Weltmeisterin Lorraine Huber beendet ihre Wettkampf-Karriere auf der Freeride World Tour

  • Profi-Freeriderin Lorraine Huber aus Lech am Arlberg kündigte heute ihren Rücktritt von der Freeride World Tour (FWT) an. Die Freeride World Tour ist eine Eventserie aus fünf Bewerben, bei denen die weltbesten Freerider der Disziplinen Ski- und Snowboard um den Gesamt-Weltmeistertitel kämpfen.

    „Ich hatte 8 intensive und unvergessliche Jahre auf der Tour und freue mich sehr, meine Wettkampf-Karriere auf einem Höhepunkt beenden zu können“, sagt die 38-jährige Lecherin über ihre Entscheidung.

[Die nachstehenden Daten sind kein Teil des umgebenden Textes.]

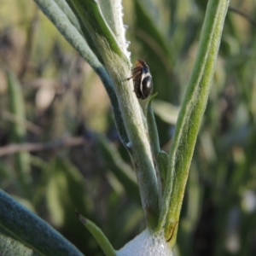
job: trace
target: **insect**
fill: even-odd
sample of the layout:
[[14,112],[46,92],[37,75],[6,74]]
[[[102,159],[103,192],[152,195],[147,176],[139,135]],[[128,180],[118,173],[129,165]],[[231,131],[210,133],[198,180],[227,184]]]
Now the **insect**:
[[152,76],[149,67],[143,60],[136,61],[136,67],[131,69],[131,77],[129,81],[133,79],[134,92],[138,99],[145,100],[153,90]]

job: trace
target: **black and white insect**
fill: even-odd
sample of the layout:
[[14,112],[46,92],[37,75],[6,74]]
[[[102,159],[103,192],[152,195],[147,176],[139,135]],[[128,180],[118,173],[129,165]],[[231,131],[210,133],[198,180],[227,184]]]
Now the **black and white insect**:
[[153,90],[152,76],[149,67],[143,60],[136,61],[136,67],[131,69],[131,77],[127,79],[133,79],[134,92],[138,99],[145,100]]

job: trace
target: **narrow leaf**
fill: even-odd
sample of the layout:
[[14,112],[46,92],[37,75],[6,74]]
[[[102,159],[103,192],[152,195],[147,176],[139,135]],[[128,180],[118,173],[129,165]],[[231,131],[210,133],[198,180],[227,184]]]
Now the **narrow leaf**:
[[39,217],[0,190],[0,227],[26,247],[45,256],[82,256],[66,238]]
[[79,220],[86,227],[86,229],[91,233],[97,243],[105,253],[106,256],[115,256],[115,251],[111,245],[107,236],[103,234],[102,230],[96,226],[93,222],[83,217],[80,213],[77,212]]

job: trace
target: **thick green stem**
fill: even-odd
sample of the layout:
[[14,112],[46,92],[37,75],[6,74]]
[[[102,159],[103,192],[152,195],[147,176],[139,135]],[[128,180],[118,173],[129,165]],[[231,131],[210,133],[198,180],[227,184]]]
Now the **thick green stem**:
[[201,42],[170,150],[170,162],[159,228],[171,247],[177,224],[197,134],[215,71],[229,0],[208,2]]

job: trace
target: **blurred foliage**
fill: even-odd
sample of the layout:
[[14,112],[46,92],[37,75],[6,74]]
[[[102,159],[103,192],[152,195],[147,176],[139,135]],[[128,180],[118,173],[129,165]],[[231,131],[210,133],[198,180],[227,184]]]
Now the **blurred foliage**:
[[[158,91],[154,108],[166,151],[194,63],[206,3],[123,0],[132,61],[147,61]],[[75,208],[119,248],[145,223],[104,87],[32,1],[0,4],[0,149],[15,143],[85,138],[77,147],[1,156],[1,189],[86,255],[102,253]],[[255,17],[254,0],[230,4]],[[190,167],[177,256],[256,254],[255,49],[256,27],[230,11]],[[18,92],[11,90],[7,72],[16,77]],[[19,127],[22,134],[15,139]],[[24,154],[28,161],[22,160]],[[22,166],[32,183],[20,177]],[[22,186],[29,195],[22,193]]]

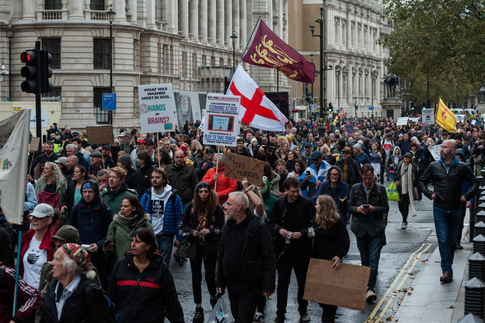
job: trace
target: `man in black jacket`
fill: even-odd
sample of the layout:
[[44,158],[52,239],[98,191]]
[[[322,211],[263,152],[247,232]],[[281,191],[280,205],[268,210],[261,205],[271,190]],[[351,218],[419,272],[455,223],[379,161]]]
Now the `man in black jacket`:
[[349,193],[349,211],[353,215],[350,228],[357,238],[362,265],[370,267],[365,299],[375,301],[379,259],[385,239],[383,215],[389,211],[389,204],[385,188],[374,181],[372,166],[366,164],[360,173],[362,181],[354,184]]
[[[458,227],[461,217],[461,202],[466,202],[478,189],[478,181],[470,168],[455,158],[456,144],[454,140],[445,140],[441,145],[438,161],[431,163],[418,180],[423,194],[433,200],[433,216],[441,256],[442,283],[453,280],[451,268],[456,248]],[[460,188],[466,180],[470,184],[463,195]],[[428,183],[433,182],[434,192],[428,189]]]
[[[300,182],[293,177],[283,183],[285,196],[274,202],[268,225],[277,237],[275,248],[278,257],[278,288],[275,323],[284,321],[292,269],[298,283],[298,311],[300,320],[310,321],[307,313],[308,301],[303,299],[305,283],[310,261],[311,245],[308,239],[308,228],[312,225],[315,210],[312,200],[300,195]],[[285,244],[286,245],[284,246]],[[281,251],[280,255],[280,251]]]
[[155,167],[152,166],[152,155],[146,150],[139,151],[136,154],[138,169],[133,174],[133,187],[138,197],[143,196],[145,191],[152,187],[152,172]]
[[224,207],[216,285],[226,286],[236,323],[251,323],[260,296],[274,291],[276,259],[267,227],[248,208],[247,196],[229,193]]

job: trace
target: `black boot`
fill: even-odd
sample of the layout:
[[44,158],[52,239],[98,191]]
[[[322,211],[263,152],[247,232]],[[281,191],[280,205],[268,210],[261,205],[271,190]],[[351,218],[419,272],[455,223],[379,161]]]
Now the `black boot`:
[[211,296],[210,301],[211,305],[212,306],[212,309],[214,309],[214,307],[216,306],[216,304],[217,303],[217,299],[215,296]]
[[196,312],[193,315],[192,323],[204,323],[204,310],[201,306],[196,307]]

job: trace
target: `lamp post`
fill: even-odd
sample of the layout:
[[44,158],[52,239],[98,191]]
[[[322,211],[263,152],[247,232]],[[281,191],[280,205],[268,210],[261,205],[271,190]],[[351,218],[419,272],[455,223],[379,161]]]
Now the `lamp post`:
[[[326,26],[325,25],[325,0],[323,0],[323,7],[320,7],[320,19],[317,19],[315,21],[315,22],[318,22],[319,24],[320,24],[320,34],[314,35],[313,33],[315,31],[315,26],[312,25],[310,25],[310,28],[311,28],[312,31],[312,37],[320,37],[320,118],[323,120],[323,122],[325,122],[325,114],[323,112],[324,100],[325,101],[325,106],[326,106],[327,103],[327,87],[326,86],[324,87],[323,84],[326,81],[326,77],[323,75],[323,71],[327,71],[333,69],[331,65],[327,66],[326,65],[324,65],[324,60],[325,63],[326,63],[326,56],[324,58],[324,55],[325,55],[324,52],[324,50],[325,50],[324,43],[326,41],[325,33],[326,32]],[[324,27],[325,28],[324,31]]]
[[237,39],[237,36],[236,36],[236,31],[232,31],[232,34],[229,37],[231,38],[231,40],[232,41],[232,75],[234,75],[234,73],[236,72],[236,52],[235,52],[235,47],[236,47],[236,39]]
[[[113,10],[113,5],[106,13],[110,19],[110,93],[113,93],[113,16],[116,13]],[[109,111],[110,124],[113,124],[113,112]]]
[[9,38],[9,99],[12,101],[12,38],[14,38],[14,28],[9,23],[9,27],[6,30],[7,38]]
[[374,118],[374,77],[375,76],[376,74],[377,73],[375,71],[372,71],[370,73],[370,97],[371,98],[371,105],[372,106],[372,113],[371,115],[371,118],[373,119]]
[[337,111],[340,110],[340,73],[342,73],[342,67],[340,65],[336,65],[335,67],[335,70],[338,71],[338,80],[337,81],[337,82],[338,83],[338,104],[337,106]]

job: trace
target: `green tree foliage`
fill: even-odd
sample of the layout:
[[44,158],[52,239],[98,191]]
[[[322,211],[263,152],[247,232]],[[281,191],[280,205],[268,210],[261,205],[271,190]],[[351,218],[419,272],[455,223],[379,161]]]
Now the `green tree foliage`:
[[417,104],[425,101],[427,75],[429,98],[433,102],[437,96],[442,96],[445,102],[461,104],[471,88],[472,94],[478,95],[480,84],[485,81],[485,9],[482,2],[384,2],[384,15],[394,22],[394,30],[381,35],[379,42],[389,50],[394,72],[408,80],[413,76]]

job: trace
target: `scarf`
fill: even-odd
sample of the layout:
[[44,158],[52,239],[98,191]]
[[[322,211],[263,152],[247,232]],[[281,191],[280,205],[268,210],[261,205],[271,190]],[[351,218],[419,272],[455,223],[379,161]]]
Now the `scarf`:
[[406,169],[405,169],[405,166],[406,164],[404,163],[404,162],[403,162],[402,165],[401,166],[401,194],[409,194],[409,204],[411,204],[411,211],[413,214],[413,216],[416,216],[417,215],[417,214],[416,213],[416,209],[414,208],[414,188],[413,187],[413,177],[414,176],[414,172],[413,171],[413,164],[412,163],[410,163],[409,165],[408,166],[408,178],[405,179],[404,176],[406,174]]
[[130,228],[132,227],[135,225],[135,223],[138,221],[138,218],[139,216],[137,214],[135,216],[132,217],[126,217],[121,215],[121,213],[118,213],[118,217],[120,218],[120,222],[121,222],[121,225],[123,225],[123,227],[126,230],[126,232],[130,232]]

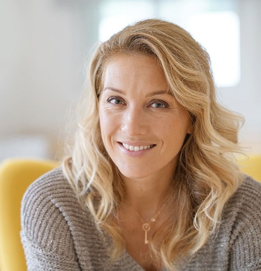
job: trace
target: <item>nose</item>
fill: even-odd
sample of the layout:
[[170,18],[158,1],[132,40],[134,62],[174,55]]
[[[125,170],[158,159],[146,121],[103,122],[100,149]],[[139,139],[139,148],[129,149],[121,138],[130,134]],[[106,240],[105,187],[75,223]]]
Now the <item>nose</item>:
[[137,106],[129,106],[124,112],[122,131],[130,136],[145,135],[148,131],[146,112]]

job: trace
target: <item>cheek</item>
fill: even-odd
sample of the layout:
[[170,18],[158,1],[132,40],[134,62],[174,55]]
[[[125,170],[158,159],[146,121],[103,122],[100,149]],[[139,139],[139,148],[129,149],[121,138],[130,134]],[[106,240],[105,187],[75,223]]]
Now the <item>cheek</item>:
[[107,141],[117,130],[118,126],[116,118],[113,118],[107,112],[99,112],[100,127],[102,138],[104,142]]

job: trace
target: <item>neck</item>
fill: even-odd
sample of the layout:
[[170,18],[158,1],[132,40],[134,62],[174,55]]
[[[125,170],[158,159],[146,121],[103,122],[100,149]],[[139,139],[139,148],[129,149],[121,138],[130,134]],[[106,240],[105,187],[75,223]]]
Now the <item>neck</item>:
[[145,221],[149,220],[166,202],[172,178],[159,176],[134,179],[123,177],[126,189],[125,206],[131,205]]

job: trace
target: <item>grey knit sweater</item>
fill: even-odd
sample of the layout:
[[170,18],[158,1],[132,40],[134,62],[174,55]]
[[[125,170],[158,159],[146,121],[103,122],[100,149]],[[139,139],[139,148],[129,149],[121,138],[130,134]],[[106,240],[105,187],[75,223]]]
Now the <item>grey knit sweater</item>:
[[[261,184],[246,177],[226,205],[215,239],[184,261],[179,270],[261,271]],[[61,168],[29,187],[22,201],[21,223],[29,271],[144,271],[126,252],[117,262],[110,262],[109,237],[97,230]]]

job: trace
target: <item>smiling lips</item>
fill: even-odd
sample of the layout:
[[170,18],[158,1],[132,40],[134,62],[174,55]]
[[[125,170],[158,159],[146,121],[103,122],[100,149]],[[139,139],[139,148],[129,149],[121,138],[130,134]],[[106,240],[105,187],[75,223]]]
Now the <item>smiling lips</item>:
[[148,150],[154,146],[155,146],[154,144],[145,146],[132,146],[123,143],[122,144],[125,149],[131,151],[143,151],[143,150]]

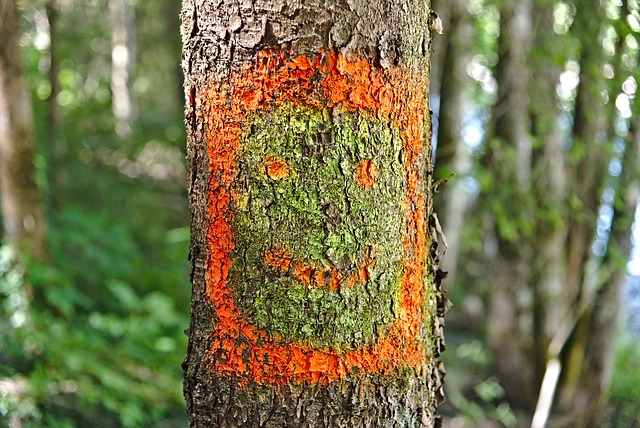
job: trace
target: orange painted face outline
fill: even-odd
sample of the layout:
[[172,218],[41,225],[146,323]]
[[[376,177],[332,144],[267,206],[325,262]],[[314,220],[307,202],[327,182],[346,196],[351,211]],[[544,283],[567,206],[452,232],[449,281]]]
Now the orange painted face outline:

    Huber, die seit 2011 als Kaderathletin des Olympiazentrums Vorarlberg in Dornbirn erfolgreich betreut wurde, beendet ihre aktive Wettkampfkarriere nach der Wintersaison 2018 mit zwei ihrer besten Läufe auf der Freeride World Tour überhaupt: einen ersten Platz beim Tour-Stopp in Fieberbrunn in Tirol, gefolgt von einem zweiten Platz beim Finale, dem Xtreme Verbier in der Schweiz. In der vorangegangenen Saison 2017 erreichte Huber ihr ganz großes Ziel und wurde zur Freeride-Weltmeisterin gekrönt. Drei Jahre zuvor im Winter 2014 wurde sie Vizeweltmeisterin. Lorraine Huber wurde zur Vorarlberger Sportlerin des Jahres 2017 ernannt und erhielt außerdem für ihre sportlichen Leistungen das goldene Ehrenzeichen des Landes Vorarlberg, den goldenen Ehrenring der Gemeinde Lech, sowie den „Goldenen Arlenzweig“, die höchste Auszeichnung des renommierten Ski-Club Arlberg.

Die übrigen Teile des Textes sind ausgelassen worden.